В холле сияла статуя белого мрамора, изображавшая Деву Марию на троне. Я думала, что Джейкоб свернет налево и поведет нас в локуториум — помещение, где монахини могли встречаться с посетителями, а сам отправится за настоятельницей Элизабет. Да, гости были братьями-доминиканцами, но монастырские правила не позволяли никаким мужчинам входить туда, где служили сестры, если только настоятельница не давала на это особого разрешения.
Но, к моему ужасу, Джейкоб повернул в сторону от локуториума и других комнат, куда позволялось входить посторонним, — к ним относились кабинет настоятельницы, а также жилые комнаты для постояльцев и путников, останавливающихся в Дартфорде, чтобы переночевать, — и направился прямо в сердце монастыря.
Он вытащил ключи у дверей, ведущих в клуатр, зал капитула, церковь, трапезную, кухни и спальни.
— Джейкоб, что вы делаете? — спросила я.
Он молча открыл дверь.
— Пока я видел здесь лишь сплошное нарушение правил: сначала правила гостеприимства, теперь самого строгого — правила затвора, — раздраженно проговорил брат Ричард. — Боюсь, те, кто хвалил монастырь, ошибались.
Я скосила глаза на брата Эдмунда, надеясь, что тот успокоит своего возмущенного товарища. Но он молчал, погруженный в собственные мысли.
Джейкоб смотрел только на меня.
— Идите в церковь, — прошептал он, держа дверь.
Мы втроем перешагнули через порог, и Джейкоб запер за нами дверь.
Наступило время комплетория, священной доминиканской службы, — совершенно неподходящий момент для возвращения, да еще в сопровождении двух братьев. Но я не знала, что еще можно сделать в такой ситуации, — Джейкоб явно выжил из ума. Он всегда был так предан настоятельнице. Я не могла представить себе, что с ним случилось.

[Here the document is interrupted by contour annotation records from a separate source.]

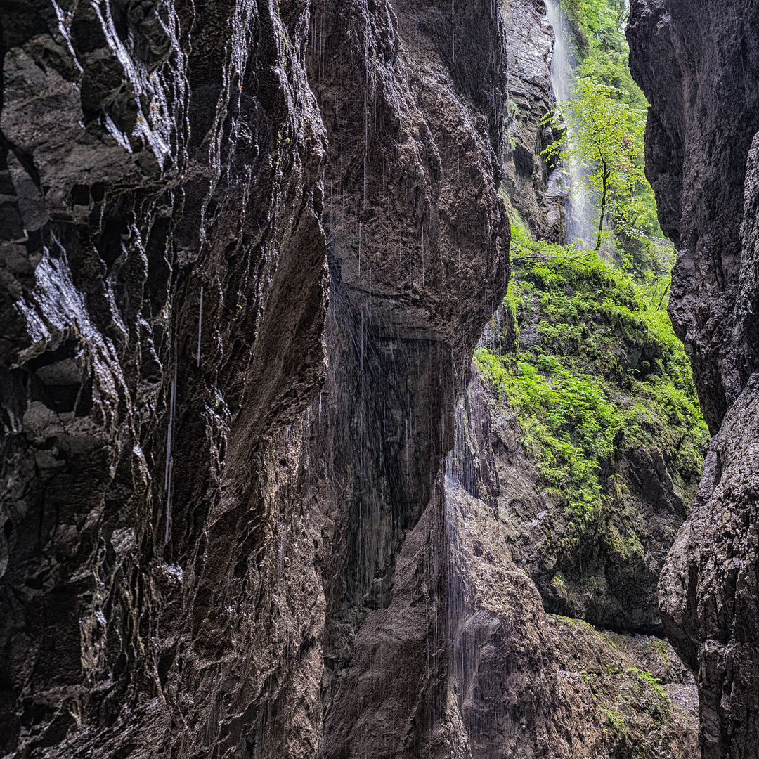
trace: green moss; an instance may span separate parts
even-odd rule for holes
[[[606,465],[652,448],[691,480],[707,428],[688,358],[654,289],[594,251],[534,242],[520,225],[512,225],[512,246],[505,306],[521,335],[516,351],[480,348],[474,359],[515,410],[543,487],[563,499],[578,540],[624,491],[603,477]],[[639,541],[619,533],[609,540],[625,556],[643,554]]]

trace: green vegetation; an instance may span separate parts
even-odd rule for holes
[[[597,199],[597,250],[606,213],[628,236],[643,233],[636,222],[644,210],[642,194],[647,186],[643,172],[646,114],[631,108],[622,95],[590,77],[578,79],[575,99],[559,106],[561,118],[573,128],[545,150],[547,156],[561,155],[585,170],[584,179]]]
[[[515,224],[512,235],[504,302],[515,349],[480,348],[474,357],[516,411],[522,444],[544,490],[565,503],[576,544],[606,531],[605,510],[625,487],[608,474],[615,459],[656,449],[691,479],[707,428],[665,311],[665,282],[636,282],[594,250],[534,242]]]
[[[565,40],[576,61],[574,99],[550,114],[567,134],[549,146],[547,154],[563,153],[588,171],[585,181],[599,213],[597,249],[604,235],[603,216],[613,237],[606,238],[617,263],[650,281],[672,268],[674,251],[657,219],[653,192],[643,174],[645,97],[628,67],[625,37],[628,8],[624,0],[560,0],[572,30]]]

— Ступайте за мной, — сказала я.
Мы направились в сторону клуатра — открытого дворика и сада в центре монастыря. По каждую сторону клуатра находились галереи с колоннами. Мы быстро добрались до дальнего коридора, ведущего в церковь. Моя радость от возвращения в Дартфорд была омрачена недоумением. Я не слышала ничего — ни пения, ни чтения молитв, ни антифонов. Как странно, комплеторий — это ведь не собрание немых.
Едва ступив на землю монастыря, я почувствовала: здесь что-то случилось. Теперь меня охватил страх.

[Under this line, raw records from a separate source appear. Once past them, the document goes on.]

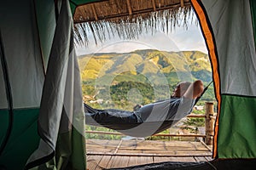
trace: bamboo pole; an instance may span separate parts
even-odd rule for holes
[[[104,132],[104,131],[85,131],[87,133],[98,133],[98,134],[113,134],[113,135],[122,135],[125,136],[125,134],[121,133],[115,133],[115,132]],[[202,137],[206,138],[205,134],[168,134],[168,133],[157,133],[153,134],[152,136],[165,136],[165,137]]]
[[[213,139],[213,127],[214,127],[214,119],[213,119],[213,103],[212,102],[206,102],[206,139],[205,143],[207,145],[212,145],[212,139]]]

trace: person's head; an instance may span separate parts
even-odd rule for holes
[[[172,97],[180,98],[184,95],[190,84],[191,82],[179,82],[173,90]]]

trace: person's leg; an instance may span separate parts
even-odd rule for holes
[[[184,94],[184,98],[187,99],[196,99],[204,91],[204,85],[201,80],[196,80],[188,88]]]

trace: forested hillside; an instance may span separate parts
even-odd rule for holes
[[[178,82],[212,81],[208,56],[197,51],[93,54],[79,56],[79,66],[84,100],[100,107],[131,110],[169,98]],[[214,99],[212,87],[203,99]]]

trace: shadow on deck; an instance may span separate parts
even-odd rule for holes
[[[212,161],[211,147],[203,142],[87,139],[87,168],[125,167],[163,162]]]

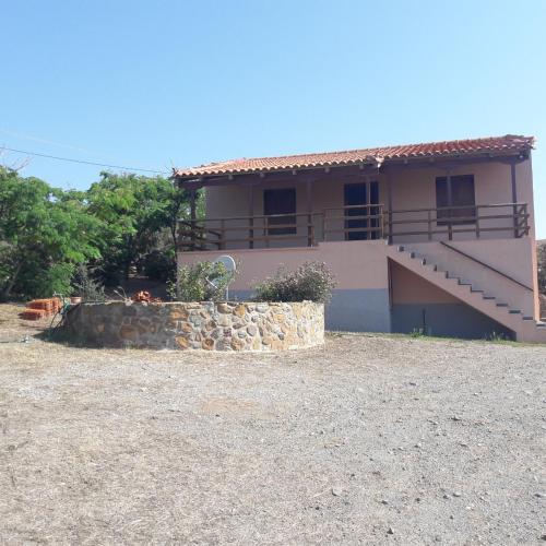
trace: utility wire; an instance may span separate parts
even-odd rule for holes
[[[15,152],[17,154],[34,155],[36,157],[46,157],[48,159],[57,159],[59,162],[70,162],[70,163],[81,163],[83,165],[94,165],[95,167],[107,167],[107,168],[121,169],[121,170],[139,170],[140,173],[154,173],[156,175],[168,175],[169,174],[166,170],[139,169],[135,167],[121,167],[120,165],[107,165],[104,163],[86,162],[83,159],[71,159],[70,157],[59,157],[56,155],[38,154],[37,152],[26,152],[24,150],[15,150],[13,147],[5,147],[5,146],[0,145],[0,152],[2,150],[7,150],[8,152]]]

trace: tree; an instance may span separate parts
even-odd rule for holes
[[[102,228],[81,192],[0,166],[0,297],[69,293],[76,264],[99,258]]]
[[[154,251],[167,254],[175,270],[177,221],[189,217],[186,190],[159,176],[102,173],[86,200],[90,213],[106,226],[100,268],[107,281],[127,280]]]

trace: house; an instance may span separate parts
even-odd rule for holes
[[[178,262],[229,253],[238,298],[281,265],[325,262],[337,278],[331,330],[546,342],[533,144],[507,134],[176,169],[193,197]]]

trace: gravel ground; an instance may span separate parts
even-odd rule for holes
[[[2,544],[544,541],[545,346],[81,349],[15,311],[0,306]]]

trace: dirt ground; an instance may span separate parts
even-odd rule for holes
[[[16,311],[0,306],[1,544],[545,539],[545,346],[82,349]]]

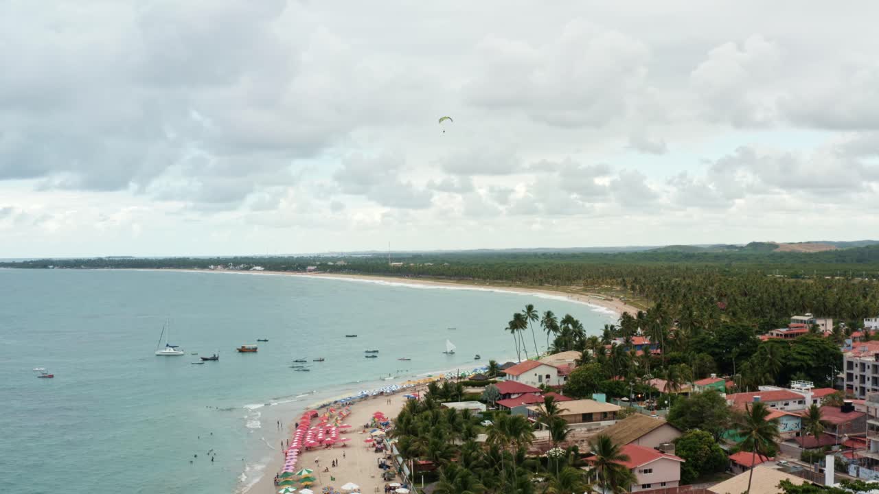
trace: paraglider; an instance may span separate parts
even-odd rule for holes
[[[440,125],[442,125],[442,123],[444,121],[446,121],[446,120],[448,120],[450,122],[454,122],[454,120],[452,120],[452,117],[440,117]],[[446,129],[445,128],[442,129],[442,133],[446,134]]]

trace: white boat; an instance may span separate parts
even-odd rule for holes
[[[162,337],[164,336],[165,331],[168,331],[168,338],[165,339],[164,348],[159,348],[162,345]],[[159,343],[156,345],[156,354],[163,356],[176,356],[176,355],[185,355],[186,352],[183,351],[183,348],[176,345],[171,345],[168,343],[171,339],[171,328],[167,324],[162,326],[162,334],[159,335]]]
[[[446,353],[446,354],[448,354],[448,355],[454,355],[454,349],[455,348],[457,348],[457,346],[455,346],[454,344],[453,344],[451,341],[449,341],[449,340],[447,339],[446,340],[446,351],[443,352],[443,353]]]

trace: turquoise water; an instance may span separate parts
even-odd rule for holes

Мы подошли к арочному входу в изящную Дартфордскую церковь. Поклонились, потом окунули пальцы в чашу со святой водой и осенили себя крестным знамением. Но я почти ничего не видела. Густая волна благовоний нахлынула на меня, заполнила нос, горло, глаза. Я никогда не вдыхала столько благовоний. Помимо лаванды явственно ощущался еще и запах розмарина. По апсиде мерцали свечи, отвоевывая пятна света у густого благоухающего облака. Голова у меня слегка закружилась.
И все же сестры Дартфорда в полном составе были здесь. Две дюжины женщин стояли на своих местах. И теперь, находясь среди них, я поняла, что они вовсе не хранили безмолвие. Они плакали.
Я пригляделась. В полукруге стояли длинные мостки, накрытые черной материей.
Облако благовоний рассеялось, и я увидела бледное лицо той, что лежала на мостках. Потом поняла, что материя — это длинное траурное покрывало.
Я сделала шаг к мосткам, еще один. Я узнала этот профиль, эти морщинистые щеки. На мостках лежала наша настоятельница Элизабет Кросснер.